Senator Cortese Introduces Bill to Address California’s Mental Health Crisis

Senator Dave Cortese introduced legislation today that will help communities prepare for sudden closures of psychiatric and maternity wards in hospitals. SB 1300 responds to a mental health crisis unfolding in Silicon Valley and the rest of California by increasing transparency and empowering communities to protect their mental and maternity units in hospitals.

In recent years, California has faced significant healthcare challenges that have left vulnerable populations at risk. The state has witnessed an alarming rate of maternity ward closures, with at least 46 units shutting down over the past twelve years, over half in just the last three. This trend, as reported by CalMatters, disproportionately impacts low-income, Black and Latino communities, forcing pregnant women to travel greater distances for care and placing undue strain on remaining facilities.

Additionally, California confronts a severe shortage of mental health beds. The rollout of the Community Assistance, Recovery, and Empowerment (CARE) Court program —currently expanding across the state— aims to address the mental health crisis. However, the success of CARE Courts hinges on the availability of mental health facilities, which are dwindling due to sudden hospital closures.

For example, in Silicon Valley in 2022, Good Samaritan Hospital's Mission Oaks location closed its 18-bed inpatient psychiatric facility in Los Gatos. State and local agencies and partner organizations weren’t able to assess the impact of the closure in time to arrange for alternative placement. Senator Cortese’s SB 1300 will establish that crucial advance notice and impact studies.  

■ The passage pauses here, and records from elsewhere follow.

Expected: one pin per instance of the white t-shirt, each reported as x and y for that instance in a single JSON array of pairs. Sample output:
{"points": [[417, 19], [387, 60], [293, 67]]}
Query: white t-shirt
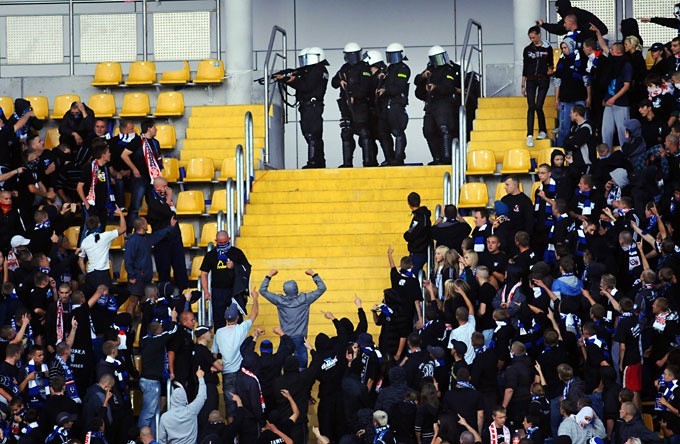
{"points": [[97, 253], [228, 342]]}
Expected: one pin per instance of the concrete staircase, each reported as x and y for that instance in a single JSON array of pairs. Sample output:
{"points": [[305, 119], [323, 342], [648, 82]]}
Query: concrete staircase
{"points": [[338, 222]]}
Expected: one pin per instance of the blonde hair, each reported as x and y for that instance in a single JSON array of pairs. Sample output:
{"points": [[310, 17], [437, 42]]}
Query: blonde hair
{"points": [[634, 42]]}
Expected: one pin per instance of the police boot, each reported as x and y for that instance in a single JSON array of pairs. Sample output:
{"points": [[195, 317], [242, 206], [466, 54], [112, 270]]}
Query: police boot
{"points": [[399, 149], [447, 142]]}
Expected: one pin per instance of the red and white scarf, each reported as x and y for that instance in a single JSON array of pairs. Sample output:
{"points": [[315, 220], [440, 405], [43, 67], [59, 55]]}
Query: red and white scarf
{"points": [[493, 434], [150, 158], [259, 387]]}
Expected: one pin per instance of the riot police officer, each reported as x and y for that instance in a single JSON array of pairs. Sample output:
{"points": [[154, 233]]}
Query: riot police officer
{"points": [[354, 81], [436, 86], [310, 81], [393, 98]]}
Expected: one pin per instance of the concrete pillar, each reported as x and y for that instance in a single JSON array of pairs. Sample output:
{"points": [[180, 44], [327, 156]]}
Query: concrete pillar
{"points": [[524, 15], [238, 49]]}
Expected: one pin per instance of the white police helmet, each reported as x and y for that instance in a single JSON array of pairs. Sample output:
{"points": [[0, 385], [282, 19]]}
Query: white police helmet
{"points": [[438, 56]]}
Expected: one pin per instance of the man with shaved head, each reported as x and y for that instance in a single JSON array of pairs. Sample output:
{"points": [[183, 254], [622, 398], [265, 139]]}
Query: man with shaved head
{"points": [[229, 280]]}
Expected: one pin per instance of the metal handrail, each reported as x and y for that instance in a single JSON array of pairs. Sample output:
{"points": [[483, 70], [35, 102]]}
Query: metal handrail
{"points": [[465, 58], [250, 153], [267, 74], [240, 193]]}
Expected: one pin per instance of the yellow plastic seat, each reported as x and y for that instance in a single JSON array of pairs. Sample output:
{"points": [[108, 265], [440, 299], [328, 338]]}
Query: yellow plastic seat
{"points": [[166, 136], [195, 268], [62, 104], [170, 104], [41, 107], [219, 202], [72, 234], [481, 162], [171, 169], [118, 242], [7, 105], [108, 74], [200, 169], [188, 234], [103, 105], [208, 234], [135, 105], [516, 161], [500, 190], [141, 73], [190, 203], [51, 138], [179, 77], [473, 195], [228, 169], [210, 71]]}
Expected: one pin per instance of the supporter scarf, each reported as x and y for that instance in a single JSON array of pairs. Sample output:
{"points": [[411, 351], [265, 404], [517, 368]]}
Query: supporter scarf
{"points": [[252, 375], [493, 434], [71, 389], [152, 162]]}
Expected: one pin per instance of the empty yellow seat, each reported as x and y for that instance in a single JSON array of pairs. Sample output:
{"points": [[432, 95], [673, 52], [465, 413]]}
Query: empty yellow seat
{"points": [[473, 195], [500, 190], [170, 104], [210, 71], [228, 169], [190, 203], [72, 234], [107, 74], [179, 77], [208, 234], [219, 201], [135, 105], [200, 169], [166, 136], [516, 161], [7, 105], [188, 234], [141, 73], [118, 242], [41, 107], [52, 138], [195, 268], [103, 105], [171, 169], [62, 104], [481, 162]]}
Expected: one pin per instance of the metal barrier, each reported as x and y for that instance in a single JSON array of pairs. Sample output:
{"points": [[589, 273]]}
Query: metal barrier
{"points": [[269, 64]]}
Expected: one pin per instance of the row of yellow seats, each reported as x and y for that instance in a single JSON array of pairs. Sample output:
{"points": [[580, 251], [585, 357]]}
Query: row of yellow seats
{"points": [[165, 135], [168, 104], [208, 234], [107, 74], [515, 161]]}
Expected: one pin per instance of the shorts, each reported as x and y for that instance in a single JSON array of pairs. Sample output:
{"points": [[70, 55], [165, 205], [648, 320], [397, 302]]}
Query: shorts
{"points": [[632, 377]]}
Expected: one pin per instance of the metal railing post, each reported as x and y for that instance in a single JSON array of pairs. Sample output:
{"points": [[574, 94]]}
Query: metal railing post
{"points": [[250, 154]]}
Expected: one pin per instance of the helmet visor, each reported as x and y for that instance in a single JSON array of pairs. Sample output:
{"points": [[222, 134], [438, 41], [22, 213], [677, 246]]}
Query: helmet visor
{"points": [[394, 57], [440, 59], [353, 57]]}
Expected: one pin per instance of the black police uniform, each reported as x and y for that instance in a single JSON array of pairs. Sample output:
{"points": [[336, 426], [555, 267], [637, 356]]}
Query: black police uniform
{"points": [[394, 119], [439, 122], [354, 111], [310, 83]]}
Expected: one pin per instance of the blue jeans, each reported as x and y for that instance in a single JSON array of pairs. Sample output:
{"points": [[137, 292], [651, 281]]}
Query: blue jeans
{"points": [[151, 403], [300, 351], [564, 114], [229, 387]]}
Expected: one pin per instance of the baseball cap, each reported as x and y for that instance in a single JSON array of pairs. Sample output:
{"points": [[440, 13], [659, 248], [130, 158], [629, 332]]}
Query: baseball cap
{"points": [[18, 241], [657, 47]]}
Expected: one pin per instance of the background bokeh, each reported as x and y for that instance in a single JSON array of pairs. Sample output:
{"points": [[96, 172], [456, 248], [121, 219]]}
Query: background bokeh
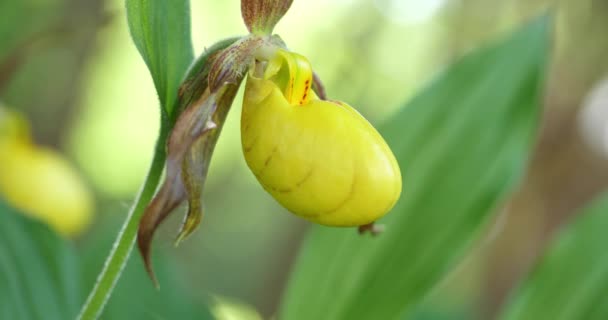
{"points": [[71, 68]]}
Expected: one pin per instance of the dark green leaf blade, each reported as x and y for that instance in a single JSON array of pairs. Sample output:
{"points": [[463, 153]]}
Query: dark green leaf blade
{"points": [[462, 144], [161, 32], [38, 271], [571, 280]]}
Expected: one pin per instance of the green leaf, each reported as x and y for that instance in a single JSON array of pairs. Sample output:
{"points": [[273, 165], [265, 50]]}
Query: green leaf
{"points": [[38, 271], [161, 32], [135, 297], [571, 280], [462, 145]]}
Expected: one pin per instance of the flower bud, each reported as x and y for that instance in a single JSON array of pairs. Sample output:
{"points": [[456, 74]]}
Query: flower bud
{"points": [[320, 159]]}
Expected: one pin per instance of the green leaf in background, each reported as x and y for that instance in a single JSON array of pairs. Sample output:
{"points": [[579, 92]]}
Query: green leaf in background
{"points": [[135, 297], [39, 273], [462, 145], [571, 280], [161, 32]]}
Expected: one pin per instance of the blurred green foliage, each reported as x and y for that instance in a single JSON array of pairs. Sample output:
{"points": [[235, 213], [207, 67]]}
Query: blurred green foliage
{"points": [[460, 131], [571, 280], [86, 90], [39, 271]]}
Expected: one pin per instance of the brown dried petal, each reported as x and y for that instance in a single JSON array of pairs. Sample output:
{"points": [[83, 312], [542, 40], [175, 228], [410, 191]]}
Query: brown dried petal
{"points": [[193, 138], [261, 16], [196, 164]]}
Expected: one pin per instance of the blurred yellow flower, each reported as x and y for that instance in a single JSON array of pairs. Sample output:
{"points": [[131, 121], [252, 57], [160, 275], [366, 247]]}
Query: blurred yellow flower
{"points": [[40, 181]]}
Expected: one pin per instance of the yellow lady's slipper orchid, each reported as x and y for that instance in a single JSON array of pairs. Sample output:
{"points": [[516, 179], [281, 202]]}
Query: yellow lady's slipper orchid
{"points": [[39, 181], [319, 158]]}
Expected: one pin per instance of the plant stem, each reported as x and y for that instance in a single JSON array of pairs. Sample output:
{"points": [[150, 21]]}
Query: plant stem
{"points": [[123, 244]]}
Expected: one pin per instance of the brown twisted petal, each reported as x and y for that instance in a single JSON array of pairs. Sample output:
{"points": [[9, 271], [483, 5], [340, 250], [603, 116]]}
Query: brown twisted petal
{"points": [[261, 16], [189, 151]]}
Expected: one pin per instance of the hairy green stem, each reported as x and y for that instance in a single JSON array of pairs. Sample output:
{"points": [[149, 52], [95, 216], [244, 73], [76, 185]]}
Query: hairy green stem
{"points": [[121, 250]]}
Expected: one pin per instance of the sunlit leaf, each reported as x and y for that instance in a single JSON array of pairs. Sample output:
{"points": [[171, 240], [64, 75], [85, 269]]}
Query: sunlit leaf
{"points": [[462, 145], [39, 276], [161, 32], [134, 297], [571, 280]]}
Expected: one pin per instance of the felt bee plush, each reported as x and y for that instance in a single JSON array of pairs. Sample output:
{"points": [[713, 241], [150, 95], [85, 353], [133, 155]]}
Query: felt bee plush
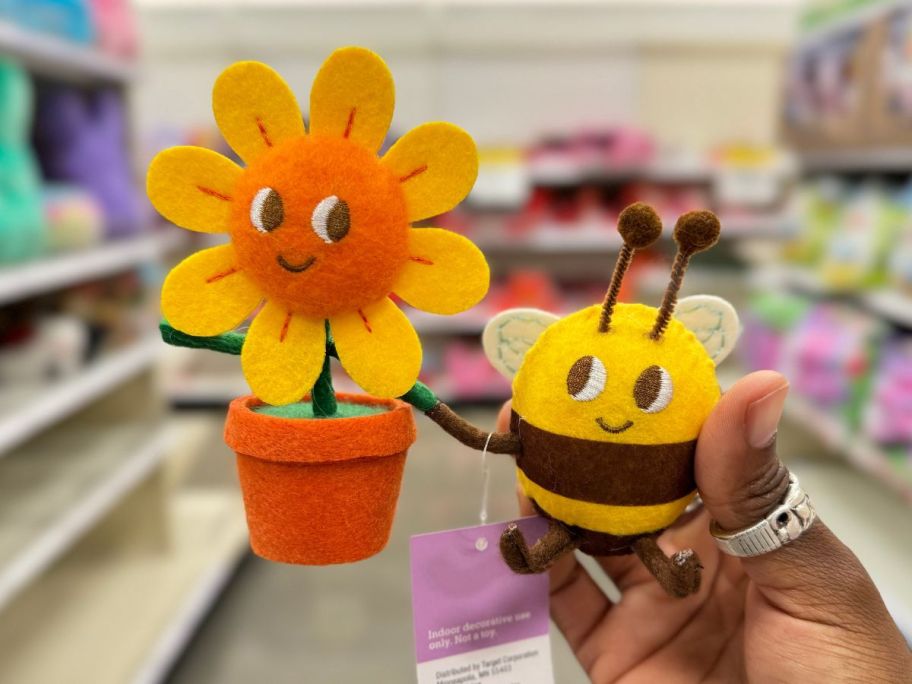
{"points": [[607, 406]]}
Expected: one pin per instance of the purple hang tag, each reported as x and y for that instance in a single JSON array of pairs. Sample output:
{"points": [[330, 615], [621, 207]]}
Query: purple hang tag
{"points": [[475, 619]]}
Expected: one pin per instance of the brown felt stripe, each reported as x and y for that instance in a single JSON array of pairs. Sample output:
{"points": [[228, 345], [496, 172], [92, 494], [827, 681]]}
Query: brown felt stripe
{"points": [[605, 472]]}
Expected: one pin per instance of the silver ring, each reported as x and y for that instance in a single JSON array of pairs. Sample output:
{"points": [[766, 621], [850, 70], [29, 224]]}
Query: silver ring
{"points": [[788, 521]]}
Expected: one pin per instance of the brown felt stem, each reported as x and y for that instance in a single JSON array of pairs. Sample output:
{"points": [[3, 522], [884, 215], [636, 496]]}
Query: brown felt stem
{"points": [[671, 294], [468, 434], [523, 560], [679, 575], [620, 268]]}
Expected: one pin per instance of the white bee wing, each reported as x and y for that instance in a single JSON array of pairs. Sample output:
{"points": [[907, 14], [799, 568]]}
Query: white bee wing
{"points": [[509, 335], [713, 320]]}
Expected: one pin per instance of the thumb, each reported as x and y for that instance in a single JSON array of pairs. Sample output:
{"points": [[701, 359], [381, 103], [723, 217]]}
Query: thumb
{"points": [[741, 480]]}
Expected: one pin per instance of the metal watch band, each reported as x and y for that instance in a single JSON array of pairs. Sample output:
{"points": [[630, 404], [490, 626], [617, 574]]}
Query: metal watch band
{"points": [[788, 521]]}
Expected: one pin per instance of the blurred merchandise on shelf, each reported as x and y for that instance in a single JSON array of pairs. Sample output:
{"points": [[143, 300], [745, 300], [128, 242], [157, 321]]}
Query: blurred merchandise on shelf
{"points": [[115, 26], [888, 417], [56, 335], [47, 347], [67, 19], [566, 191], [80, 138], [22, 228], [73, 217], [829, 357]]}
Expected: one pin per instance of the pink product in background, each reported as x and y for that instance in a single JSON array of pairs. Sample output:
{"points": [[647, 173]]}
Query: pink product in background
{"points": [[827, 354], [115, 27], [471, 374], [888, 419], [74, 218], [761, 345]]}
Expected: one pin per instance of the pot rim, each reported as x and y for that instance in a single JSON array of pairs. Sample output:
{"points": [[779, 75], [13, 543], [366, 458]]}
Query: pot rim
{"points": [[320, 440]]}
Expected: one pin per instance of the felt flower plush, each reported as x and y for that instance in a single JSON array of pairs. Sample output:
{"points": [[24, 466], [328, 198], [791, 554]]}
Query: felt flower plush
{"points": [[320, 227]]}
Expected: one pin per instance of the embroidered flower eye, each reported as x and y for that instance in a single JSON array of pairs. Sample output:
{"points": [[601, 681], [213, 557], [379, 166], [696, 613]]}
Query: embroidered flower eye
{"points": [[653, 389], [267, 211], [586, 379], [331, 219]]}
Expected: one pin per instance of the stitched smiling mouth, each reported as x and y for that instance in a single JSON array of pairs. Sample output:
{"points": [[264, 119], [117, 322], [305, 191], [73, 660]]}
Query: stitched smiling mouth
{"points": [[610, 428], [295, 268]]}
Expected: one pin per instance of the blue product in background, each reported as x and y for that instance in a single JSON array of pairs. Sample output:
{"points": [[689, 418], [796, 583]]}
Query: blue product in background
{"points": [[22, 229], [70, 20]]}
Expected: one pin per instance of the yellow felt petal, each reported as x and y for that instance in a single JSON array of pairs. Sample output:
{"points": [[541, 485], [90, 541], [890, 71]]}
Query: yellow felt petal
{"points": [[353, 97], [446, 273], [206, 294], [436, 164], [283, 354], [192, 186], [255, 109], [378, 348]]}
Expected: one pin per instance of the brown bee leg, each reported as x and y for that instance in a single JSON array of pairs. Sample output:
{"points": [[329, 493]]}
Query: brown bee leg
{"points": [[523, 560], [678, 575]]}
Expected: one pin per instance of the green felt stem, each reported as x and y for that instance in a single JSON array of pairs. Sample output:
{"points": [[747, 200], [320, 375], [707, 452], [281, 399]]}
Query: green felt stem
{"points": [[324, 397]]}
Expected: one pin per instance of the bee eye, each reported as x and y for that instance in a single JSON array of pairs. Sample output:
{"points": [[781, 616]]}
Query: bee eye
{"points": [[331, 219], [266, 210], [653, 389], [586, 379]]}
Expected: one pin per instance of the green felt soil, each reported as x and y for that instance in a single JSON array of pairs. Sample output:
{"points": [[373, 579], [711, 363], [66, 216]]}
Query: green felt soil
{"points": [[304, 409]]}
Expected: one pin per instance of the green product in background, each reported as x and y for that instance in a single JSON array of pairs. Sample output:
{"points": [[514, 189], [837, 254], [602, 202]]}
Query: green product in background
{"points": [[22, 225]]}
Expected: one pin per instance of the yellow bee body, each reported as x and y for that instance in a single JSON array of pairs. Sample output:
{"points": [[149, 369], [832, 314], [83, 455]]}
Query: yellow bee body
{"points": [[608, 403]]}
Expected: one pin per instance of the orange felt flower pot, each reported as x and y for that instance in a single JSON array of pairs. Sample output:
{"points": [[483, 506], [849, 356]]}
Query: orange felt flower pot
{"points": [[320, 490]]}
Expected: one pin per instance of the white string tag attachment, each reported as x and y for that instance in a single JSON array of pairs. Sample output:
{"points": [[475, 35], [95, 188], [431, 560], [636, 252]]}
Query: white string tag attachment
{"points": [[481, 543]]}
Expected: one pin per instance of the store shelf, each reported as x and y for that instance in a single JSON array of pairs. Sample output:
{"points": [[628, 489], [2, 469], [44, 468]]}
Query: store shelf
{"points": [[857, 449], [890, 304], [123, 615], [51, 56], [466, 323], [44, 275], [59, 485], [893, 305], [872, 160], [870, 524], [25, 410]]}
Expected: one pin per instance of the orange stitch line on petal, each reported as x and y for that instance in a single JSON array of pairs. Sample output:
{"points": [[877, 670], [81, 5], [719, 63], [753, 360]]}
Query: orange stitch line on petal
{"points": [[285, 327], [351, 122], [222, 274], [263, 132], [213, 193], [365, 321], [414, 172]]}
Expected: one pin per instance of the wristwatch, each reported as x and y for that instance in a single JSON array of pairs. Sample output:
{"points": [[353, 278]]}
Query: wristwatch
{"points": [[788, 521]]}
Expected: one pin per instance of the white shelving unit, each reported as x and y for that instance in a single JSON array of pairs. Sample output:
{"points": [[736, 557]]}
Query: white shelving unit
{"points": [[57, 487], [147, 603], [27, 410], [51, 56], [855, 448], [55, 272], [108, 559]]}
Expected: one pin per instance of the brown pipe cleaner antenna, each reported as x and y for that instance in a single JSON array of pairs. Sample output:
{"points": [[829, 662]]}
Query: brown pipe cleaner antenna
{"points": [[639, 226], [694, 232]]}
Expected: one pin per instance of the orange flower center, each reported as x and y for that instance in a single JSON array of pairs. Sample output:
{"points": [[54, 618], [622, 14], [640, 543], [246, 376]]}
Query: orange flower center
{"points": [[320, 225]]}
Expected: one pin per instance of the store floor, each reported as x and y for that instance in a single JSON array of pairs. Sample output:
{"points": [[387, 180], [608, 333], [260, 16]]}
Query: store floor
{"points": [[352, 623]]}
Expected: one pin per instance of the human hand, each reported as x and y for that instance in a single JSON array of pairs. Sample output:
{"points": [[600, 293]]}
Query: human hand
{"points": [[806, 612]]}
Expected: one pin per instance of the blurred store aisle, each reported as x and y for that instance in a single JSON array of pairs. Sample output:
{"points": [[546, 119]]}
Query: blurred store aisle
{"points": [[351, 623]]}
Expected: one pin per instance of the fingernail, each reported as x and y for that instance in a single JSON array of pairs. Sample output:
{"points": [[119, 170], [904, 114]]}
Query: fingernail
{"points": [[762, 418]]}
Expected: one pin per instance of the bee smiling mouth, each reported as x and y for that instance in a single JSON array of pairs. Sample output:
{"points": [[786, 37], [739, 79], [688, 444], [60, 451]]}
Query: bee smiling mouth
{"points": [[610, 428], [295, 268]]}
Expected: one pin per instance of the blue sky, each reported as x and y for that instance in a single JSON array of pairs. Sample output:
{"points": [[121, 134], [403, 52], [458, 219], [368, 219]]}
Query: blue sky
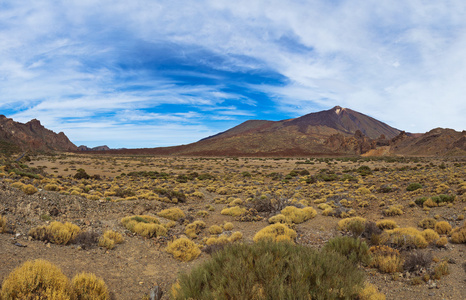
{"points": [[159, 73]]}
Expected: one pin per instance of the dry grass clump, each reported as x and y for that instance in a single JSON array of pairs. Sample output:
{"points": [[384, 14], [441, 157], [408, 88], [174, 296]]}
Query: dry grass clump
{"points": [[52, 187], [56, 232], [110, 238], [276, 232], [3, 224], [215, 229], [183, 249], [298, 215], [408, 237], [386, 259], [443, 227], [427, 223], [386, 224], [193, 229], [38, 279], [29, 189], [234, 211], [370, 292], [278, 219], [144, 225], [394, 210], [430, 235], [87, 286], [228, 226], [458, 235], [173, 213]]}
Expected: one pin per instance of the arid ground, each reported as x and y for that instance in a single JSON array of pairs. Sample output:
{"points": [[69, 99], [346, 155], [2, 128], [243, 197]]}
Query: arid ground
{"points": [[404, 190]]}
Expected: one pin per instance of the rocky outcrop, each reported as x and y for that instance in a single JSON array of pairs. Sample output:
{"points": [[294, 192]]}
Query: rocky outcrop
{"points": [[33, 136]]}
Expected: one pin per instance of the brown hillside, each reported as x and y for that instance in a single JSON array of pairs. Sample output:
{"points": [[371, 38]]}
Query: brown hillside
{"points": [[438, 141], [33, 136]]}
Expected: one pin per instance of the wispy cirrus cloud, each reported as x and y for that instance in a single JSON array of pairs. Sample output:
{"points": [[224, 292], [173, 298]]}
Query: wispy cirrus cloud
{"points": [[204, 66]]}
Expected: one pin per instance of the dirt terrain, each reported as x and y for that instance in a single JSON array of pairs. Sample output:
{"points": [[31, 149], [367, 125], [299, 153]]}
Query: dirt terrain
{"points": [[132, 268]]}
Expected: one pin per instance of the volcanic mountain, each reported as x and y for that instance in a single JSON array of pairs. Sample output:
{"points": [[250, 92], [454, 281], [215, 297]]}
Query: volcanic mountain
{"points": [[31, 136], [338, 131]]}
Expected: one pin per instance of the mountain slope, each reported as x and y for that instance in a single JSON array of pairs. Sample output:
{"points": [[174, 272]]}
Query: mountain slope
{"points": [[33, 136]]}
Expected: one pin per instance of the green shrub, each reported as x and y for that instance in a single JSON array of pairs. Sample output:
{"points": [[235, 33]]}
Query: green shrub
{"points": [[268, 270], [353, 248]]}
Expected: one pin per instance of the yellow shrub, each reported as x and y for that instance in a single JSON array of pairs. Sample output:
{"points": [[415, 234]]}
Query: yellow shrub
{"points": [[51, 187], [427, 223], [386, 224], [56, 232], [276, 232], [370, 292], [86, 286], [233, 211], [17, 185], [430, 235], [3, 224], [228, 226], [386, 259], [193, 229], [215, 229], [38, 279], [144, 225], [183, 249], [394, 210], [344, 224], [458, 235], [173, 213], [443, 227], [277, 219], [406, 237], [441, 242], [298, 215]]}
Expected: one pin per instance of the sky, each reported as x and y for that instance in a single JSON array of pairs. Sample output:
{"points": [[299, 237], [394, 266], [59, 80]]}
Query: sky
{"points": [[144, 73]]}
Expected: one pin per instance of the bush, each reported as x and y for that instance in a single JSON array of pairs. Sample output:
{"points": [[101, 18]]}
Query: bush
{"points": [[416, 260], [172, 213], [430, 235], [386, 259], [276, 232], [86, 286], [386, 224], [3, 225], [52, 187], [404, 238], [394, 210], [144, 225], [354, 249], [299, 215], [458, 235], [183, 249], [193, 229], [443, 227], [109, 239], [29, 189], [215, 229], [427, 223], [413, 186], [268, 270], [56, 232], [370, 293], [235, 211], [38, 279]]}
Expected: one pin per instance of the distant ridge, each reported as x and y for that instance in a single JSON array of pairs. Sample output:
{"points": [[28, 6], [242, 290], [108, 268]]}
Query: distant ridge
{"points": [[33, 136]]}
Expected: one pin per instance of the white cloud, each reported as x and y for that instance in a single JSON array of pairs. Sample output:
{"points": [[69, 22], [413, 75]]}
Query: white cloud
{"points": [[403, 63]]}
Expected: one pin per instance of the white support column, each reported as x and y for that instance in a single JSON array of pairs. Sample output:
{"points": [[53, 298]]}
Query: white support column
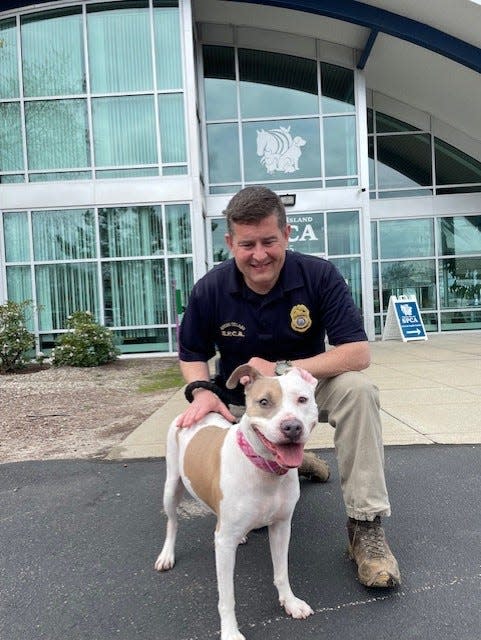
{"points": [[365, 228], [193, 137]]}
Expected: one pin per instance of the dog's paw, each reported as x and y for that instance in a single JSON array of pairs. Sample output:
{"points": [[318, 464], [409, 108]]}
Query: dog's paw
{"points": [[165, 561], [297, 608]]}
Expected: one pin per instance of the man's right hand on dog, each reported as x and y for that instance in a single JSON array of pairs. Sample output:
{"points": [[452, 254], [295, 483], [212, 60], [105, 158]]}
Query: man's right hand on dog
{"points": [[204, 402]]}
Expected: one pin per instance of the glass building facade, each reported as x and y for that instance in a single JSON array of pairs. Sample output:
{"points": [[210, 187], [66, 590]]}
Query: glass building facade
{"points": [[125, 130]]}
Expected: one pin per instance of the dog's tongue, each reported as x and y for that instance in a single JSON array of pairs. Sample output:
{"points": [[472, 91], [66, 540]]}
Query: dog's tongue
{"points": [[289, 455]]}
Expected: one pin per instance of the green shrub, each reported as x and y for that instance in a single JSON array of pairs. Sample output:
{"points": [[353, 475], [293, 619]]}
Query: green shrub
{"points": [[86, 344], [15, 339]]}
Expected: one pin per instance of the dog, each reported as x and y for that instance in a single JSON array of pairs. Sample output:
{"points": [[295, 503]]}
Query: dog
{"points": [[247, 475]]}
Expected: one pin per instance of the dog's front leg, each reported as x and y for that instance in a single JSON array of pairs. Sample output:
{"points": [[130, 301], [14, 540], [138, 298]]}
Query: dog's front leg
{"points": [[279, 536], [225, 552]]}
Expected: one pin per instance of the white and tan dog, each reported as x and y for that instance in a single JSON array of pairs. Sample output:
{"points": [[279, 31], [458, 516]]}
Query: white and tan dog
{"points": [[246, 474]]}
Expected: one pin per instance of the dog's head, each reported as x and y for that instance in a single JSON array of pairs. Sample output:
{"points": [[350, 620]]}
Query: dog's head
{"points": [[281, 412]]}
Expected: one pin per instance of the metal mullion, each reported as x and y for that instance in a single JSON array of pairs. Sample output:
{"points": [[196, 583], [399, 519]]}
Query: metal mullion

“The closure of vital psychiatric and maternity units, such as the one at Good Samaritan Hospital in my district, can be catastrophic for families and creates a public health crisis. Some of these sudden hospital closures occur in lower-income areas. The outcome is 21st-century redlining, with underrepresented people cut off from essential services,” said Senator Cortese (D-San Jose). “SB 1300 will ensure that hospitals provide sufficient notice and conduct comprehensive impact analyses when discontinuing such essential services. This will help communities provide a lifeline to those needing mental health support.”

SB 1300 extends the required notice period for the closure of maternity or psychiatric units from 90 to 120 days. It also compels hospitals to submit a comprehensive report detailing the closure’s potential impact on the community. The bill is sponsored by the National Alliance on Mental Illness (NAMI).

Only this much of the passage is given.